Saya tidak tahu isi kepala orang, tapi menurut tebakan saya, orang yang hobi minta oleh-oleh berasumsi kalau liburan itu berarti belanja banyak. Bagi mereka, adalah normal jika pulang jalan-jalan koper kita penuh dengan seraup magnet kulkas, berpak-pak masker wajah, kotak-kotak cokelat, dan barang titipan orang. Sehingga, mereka merasa wajar untuk meminta atau titip barang kepada orang yang akan jalan-jalan.
Di lain pihak, membawa pulang banyak buah tangan memang bukan masalah bagi sebagian orang. Beberapa bahkan dengan senang hati mencatat titipan dan rela mencarikannya sampai dapat. Biasanya, mereka akan sedia ruang kosong di koper, khusus untuk oleh-oleh.
Tapi, bagaimana kalau kamu bukan golongan orang di atas? Tidak apa-apa. Kamu bukan orang jahat atau pelit, kok. Tidak semua orang jalan-jalan dengan koper besar. Tidak semua orang rela waktu liburannya dipakai keliling kota mencari oleh-oleh titipan teman. Dan yang paling penting, tidak semua orang bepergian dengan dana oleh-oleh yang melimpah.

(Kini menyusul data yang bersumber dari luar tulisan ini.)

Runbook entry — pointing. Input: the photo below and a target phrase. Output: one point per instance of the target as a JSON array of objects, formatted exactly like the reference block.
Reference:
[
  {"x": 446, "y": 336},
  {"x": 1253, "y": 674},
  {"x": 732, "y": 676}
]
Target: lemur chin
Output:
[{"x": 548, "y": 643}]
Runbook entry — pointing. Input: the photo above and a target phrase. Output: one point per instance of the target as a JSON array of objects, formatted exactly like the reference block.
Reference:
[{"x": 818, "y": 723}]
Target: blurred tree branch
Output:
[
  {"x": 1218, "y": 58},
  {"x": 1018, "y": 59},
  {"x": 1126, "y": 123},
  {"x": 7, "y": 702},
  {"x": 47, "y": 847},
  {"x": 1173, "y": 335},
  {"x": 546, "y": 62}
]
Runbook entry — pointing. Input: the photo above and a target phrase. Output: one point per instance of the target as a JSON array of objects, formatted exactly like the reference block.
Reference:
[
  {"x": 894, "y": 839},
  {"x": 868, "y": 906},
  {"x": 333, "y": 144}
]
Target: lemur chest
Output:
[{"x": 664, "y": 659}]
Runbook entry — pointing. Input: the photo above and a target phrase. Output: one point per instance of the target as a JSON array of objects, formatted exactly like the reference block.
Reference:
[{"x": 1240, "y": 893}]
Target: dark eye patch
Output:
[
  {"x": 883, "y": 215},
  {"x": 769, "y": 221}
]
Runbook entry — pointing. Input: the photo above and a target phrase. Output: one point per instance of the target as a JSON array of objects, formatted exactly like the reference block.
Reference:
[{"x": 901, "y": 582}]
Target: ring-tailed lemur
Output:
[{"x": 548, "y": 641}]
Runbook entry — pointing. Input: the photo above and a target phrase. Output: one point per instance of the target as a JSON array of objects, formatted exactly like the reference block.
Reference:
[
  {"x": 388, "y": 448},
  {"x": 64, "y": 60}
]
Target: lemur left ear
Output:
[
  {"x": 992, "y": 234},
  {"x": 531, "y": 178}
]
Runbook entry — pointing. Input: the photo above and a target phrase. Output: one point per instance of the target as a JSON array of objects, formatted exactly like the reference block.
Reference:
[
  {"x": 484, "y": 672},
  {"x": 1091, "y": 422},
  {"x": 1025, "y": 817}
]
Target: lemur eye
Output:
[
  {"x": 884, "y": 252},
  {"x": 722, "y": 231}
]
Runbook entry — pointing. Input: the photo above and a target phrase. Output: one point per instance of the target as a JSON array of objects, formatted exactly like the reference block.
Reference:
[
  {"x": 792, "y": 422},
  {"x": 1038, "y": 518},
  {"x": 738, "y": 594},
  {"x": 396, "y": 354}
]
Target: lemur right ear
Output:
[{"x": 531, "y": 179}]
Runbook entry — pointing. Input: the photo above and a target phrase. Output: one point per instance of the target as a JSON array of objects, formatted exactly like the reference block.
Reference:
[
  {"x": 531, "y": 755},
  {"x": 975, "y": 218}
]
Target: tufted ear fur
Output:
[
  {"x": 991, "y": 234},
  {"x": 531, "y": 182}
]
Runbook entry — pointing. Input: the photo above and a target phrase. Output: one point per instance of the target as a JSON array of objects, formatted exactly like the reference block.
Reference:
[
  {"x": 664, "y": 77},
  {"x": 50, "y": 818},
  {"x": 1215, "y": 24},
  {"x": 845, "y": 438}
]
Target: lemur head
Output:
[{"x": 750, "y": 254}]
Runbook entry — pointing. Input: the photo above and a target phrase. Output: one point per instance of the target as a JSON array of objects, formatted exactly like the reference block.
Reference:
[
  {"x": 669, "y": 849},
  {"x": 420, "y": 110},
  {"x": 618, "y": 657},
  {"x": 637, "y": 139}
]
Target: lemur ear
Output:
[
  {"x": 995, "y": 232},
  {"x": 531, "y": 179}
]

Jika kamu adalah golongan orang-orang di atas, ingatlah bahwa sah-sah saja menolak permintaan oleh-oleh. Atau bilang terus terang kalau kamu tidak beli oleh-oleh untuk mereka. Jelaskan baik-baik kalau kamu tidak beli bagasi sehingga tidak mungkin membawa pulang banyak barang. Kalau agenda perjalananmu padat dan tidak ada alokasi waktu untuk cari barang titipan, terangkan saja dengan santun. Tidak mengalokasikan banyak dana untuk oleh-oleh?
Ya, jujur saja. Toh, tidak pernah ada aturannya kalau oleh-oleh itu wajib.

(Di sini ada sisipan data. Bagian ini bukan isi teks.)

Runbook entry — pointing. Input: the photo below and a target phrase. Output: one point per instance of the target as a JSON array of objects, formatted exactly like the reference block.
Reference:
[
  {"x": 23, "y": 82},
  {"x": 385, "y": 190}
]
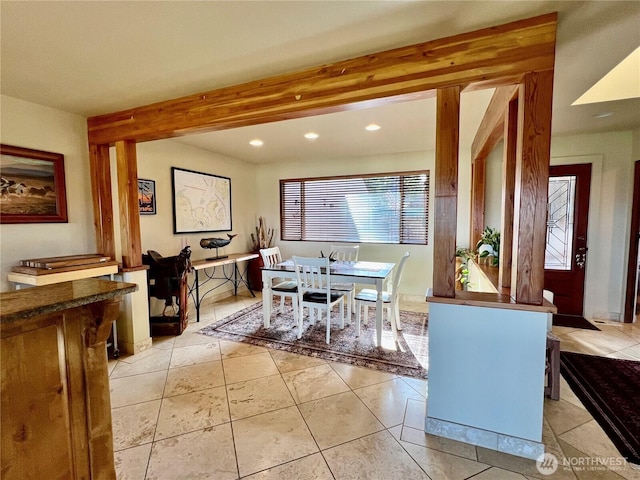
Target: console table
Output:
[
  {"x": 56, "y": 407},
  {"x": 235, "y": 276}
]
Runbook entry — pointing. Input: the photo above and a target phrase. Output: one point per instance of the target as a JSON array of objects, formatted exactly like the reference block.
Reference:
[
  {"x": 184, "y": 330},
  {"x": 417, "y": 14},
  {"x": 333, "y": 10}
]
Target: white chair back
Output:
[
  {"x": 395, "y": 284},
  {"x": 313, "y": 275},
  {"x": 270, "y": 256},
  {"x": 345, "y": 252}
]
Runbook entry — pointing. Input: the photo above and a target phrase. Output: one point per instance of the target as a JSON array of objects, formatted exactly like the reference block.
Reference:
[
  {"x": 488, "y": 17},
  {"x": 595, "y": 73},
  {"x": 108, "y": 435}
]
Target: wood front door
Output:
[{"x": 566, "y": 245}]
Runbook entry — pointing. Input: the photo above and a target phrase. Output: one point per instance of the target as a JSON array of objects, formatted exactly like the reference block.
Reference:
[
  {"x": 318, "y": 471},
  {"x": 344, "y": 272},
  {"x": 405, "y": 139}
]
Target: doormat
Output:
[
  {"x": 609, "y": 389},
  {"x": 408, "y": 358},
  {"x": 573, "y": 321}
]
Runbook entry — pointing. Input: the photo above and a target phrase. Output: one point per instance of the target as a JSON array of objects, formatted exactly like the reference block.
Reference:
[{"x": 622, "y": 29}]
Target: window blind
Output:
[{"x": 381, "y": 208}]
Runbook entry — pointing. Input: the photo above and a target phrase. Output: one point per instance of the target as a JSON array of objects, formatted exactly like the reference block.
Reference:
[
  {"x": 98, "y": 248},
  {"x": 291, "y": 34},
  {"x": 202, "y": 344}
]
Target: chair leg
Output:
[
  {"x": 328, "y": 322},
  {"x": 392, "y": 321},
  {"x": 296, "y": 317},
  {"x": 397, "y": 311}
]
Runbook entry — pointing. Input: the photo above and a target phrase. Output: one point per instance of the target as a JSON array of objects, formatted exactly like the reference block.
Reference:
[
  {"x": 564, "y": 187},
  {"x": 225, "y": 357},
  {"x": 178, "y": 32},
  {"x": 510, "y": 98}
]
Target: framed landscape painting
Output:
[
  {"x": 201, "y": 202},
  {"x": 147, "y": 196},
  {"x": 32, "y": 186}
]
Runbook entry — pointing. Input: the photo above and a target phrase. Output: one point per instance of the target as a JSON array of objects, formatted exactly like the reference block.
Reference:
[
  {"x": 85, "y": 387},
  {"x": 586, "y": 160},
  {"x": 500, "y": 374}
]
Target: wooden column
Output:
[
  {"x": 508, "y": 192},
  {"x": 446, "y": 191},
  {"x": 128, "y": 196},
  {"x": 531, "y": 190},
  {"x": 102, "y": 199},
  {"x": 478, "y": 187}
]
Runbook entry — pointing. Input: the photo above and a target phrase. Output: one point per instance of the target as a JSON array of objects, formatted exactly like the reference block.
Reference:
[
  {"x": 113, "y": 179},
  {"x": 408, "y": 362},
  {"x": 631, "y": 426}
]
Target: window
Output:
[{"x": 384, "y": 208}]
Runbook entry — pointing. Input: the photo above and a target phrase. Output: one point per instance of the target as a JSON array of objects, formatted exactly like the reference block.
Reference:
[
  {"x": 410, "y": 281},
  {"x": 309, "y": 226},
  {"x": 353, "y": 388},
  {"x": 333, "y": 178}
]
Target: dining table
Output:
[{"x": 359, "y": 272}]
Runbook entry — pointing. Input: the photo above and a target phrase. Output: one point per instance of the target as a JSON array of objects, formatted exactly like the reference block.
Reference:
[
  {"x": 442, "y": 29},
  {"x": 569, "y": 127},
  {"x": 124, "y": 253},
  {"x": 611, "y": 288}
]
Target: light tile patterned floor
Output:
[{"x": 195, "y": 407}]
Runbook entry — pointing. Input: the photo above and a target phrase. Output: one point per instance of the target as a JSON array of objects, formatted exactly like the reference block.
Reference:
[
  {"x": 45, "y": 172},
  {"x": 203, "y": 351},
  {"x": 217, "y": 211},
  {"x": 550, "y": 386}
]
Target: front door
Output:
[{"x": 566, "y": 247}]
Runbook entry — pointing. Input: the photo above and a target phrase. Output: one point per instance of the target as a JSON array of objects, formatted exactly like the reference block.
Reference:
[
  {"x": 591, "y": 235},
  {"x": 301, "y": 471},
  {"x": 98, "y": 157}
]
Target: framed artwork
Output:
[
  {"x": 32, "y": 187},
  {"x": 201, "y": 202},
  {"x": 147, "y": 196}
]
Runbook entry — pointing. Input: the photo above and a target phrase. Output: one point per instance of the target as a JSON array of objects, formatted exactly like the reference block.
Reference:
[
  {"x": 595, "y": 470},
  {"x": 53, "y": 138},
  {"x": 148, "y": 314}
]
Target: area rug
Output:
[
  {"x": 573, "y": 321},
  {"x": 610, "y": 390},
  {"x": 409, "y": 358}
]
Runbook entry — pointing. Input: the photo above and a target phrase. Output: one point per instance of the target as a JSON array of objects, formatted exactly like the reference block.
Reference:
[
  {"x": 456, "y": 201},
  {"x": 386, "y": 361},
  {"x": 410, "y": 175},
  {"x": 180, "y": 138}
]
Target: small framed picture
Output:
[
  {"x": 147, "y": 196},
  {"x": 32, "y": 188}
]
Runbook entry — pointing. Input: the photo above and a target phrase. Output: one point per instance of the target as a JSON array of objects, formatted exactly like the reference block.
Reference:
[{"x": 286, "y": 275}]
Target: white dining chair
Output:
[
  {"x": 390, "y": 299},
  {"x": 346, "y": 253},
  {"x": 314, "y": 290},
  {"x": 280, "y": 287}
]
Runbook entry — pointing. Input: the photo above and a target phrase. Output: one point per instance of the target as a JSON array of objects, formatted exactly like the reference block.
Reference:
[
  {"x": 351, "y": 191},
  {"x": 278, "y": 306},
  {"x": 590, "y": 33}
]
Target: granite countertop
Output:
[{"x": 29, "y": 302}]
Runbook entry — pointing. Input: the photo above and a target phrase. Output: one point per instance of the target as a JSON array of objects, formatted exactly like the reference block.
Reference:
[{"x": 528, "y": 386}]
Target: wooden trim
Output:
[
  {"x": 634, "y": 236},
  {"x": 531, "y": 189},
  {"x": 508, "y": 193},
  {"x": 491, "y": 129},
  {"x": 492, "y": 300},
  {"x": 129, "y": 211},
  {"x": 102, "y": 199},
  {"x": 446, "y": 191},
  {"x": 501, "y": 54}
]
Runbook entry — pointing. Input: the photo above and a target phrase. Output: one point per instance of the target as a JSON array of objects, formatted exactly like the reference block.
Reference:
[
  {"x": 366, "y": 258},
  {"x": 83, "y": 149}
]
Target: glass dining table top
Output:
[{"x": 346, "y": 268}]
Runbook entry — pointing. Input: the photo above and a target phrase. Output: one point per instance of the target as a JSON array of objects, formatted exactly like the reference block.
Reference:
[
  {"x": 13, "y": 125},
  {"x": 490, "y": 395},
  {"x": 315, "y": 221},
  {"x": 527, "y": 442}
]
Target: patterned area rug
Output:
[
  {"x": 409, "y": 358},
  {"x": 610, "y": 390}
]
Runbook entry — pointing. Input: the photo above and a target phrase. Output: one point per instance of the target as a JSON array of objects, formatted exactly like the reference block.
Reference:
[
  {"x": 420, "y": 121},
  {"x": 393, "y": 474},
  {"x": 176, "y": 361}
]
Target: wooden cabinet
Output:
[{"x": 55, "y": 400}]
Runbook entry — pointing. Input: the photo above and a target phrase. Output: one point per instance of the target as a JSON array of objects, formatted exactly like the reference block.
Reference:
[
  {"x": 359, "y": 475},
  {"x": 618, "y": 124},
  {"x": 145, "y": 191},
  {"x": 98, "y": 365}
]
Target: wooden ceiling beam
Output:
[{"x": 488, "y": 56}]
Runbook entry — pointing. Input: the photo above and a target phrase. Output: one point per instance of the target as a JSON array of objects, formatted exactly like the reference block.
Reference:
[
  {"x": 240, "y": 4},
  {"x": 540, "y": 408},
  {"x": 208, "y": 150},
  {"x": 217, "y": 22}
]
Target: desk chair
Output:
[
  {"x": 367, "y": 297},
  {"x": 346, "y": 253},
  {"x": 272, "y": 256},
  {"x": 314, "y": 290}
]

Namun, perlu sih buat yang suka titip-titip ini untuk menyadari, sekarang kan udah ada yang namanya toko online dan jasa titip. Kalau cuma bolu meranti atau sambal Bu Rudy, mungkin tak perlu merepoti teman.
Buat saya, oleh-oleh adalah perkara ikhlas. Kalau langkahmu terasa ringan, silakan saja belikan buat mereka yang minta. Sebaliknya, jika merasa terbebani dan mulutmu menggerutu, berarti sudah saatnya kamu berkata tidak. Sesuatu yang diberikan dengan tulus pasti akan membuahkan manfaat, atau setidaknya, kegembiraan bagi yang menerima.
Tidak semua teman yang suka minta cendera mata itu menyebalkan. Tapi, teman jenis itu harus percaya, pasangan/keluarga/teman tandanya lebih sayang sama mereka kalau oleh-oleh datang tanpa diminta. Anggap aja surprise. Jadi, daripada bilang, “Jangan lupa oleh-oleh ya!”, alangkah baiknya kalau bilang “Have fun!” atau “Hati-hati di jalan” kepada mereka yang akan bepergian. Enak didengar, mengandung doa, dan tidak membebani.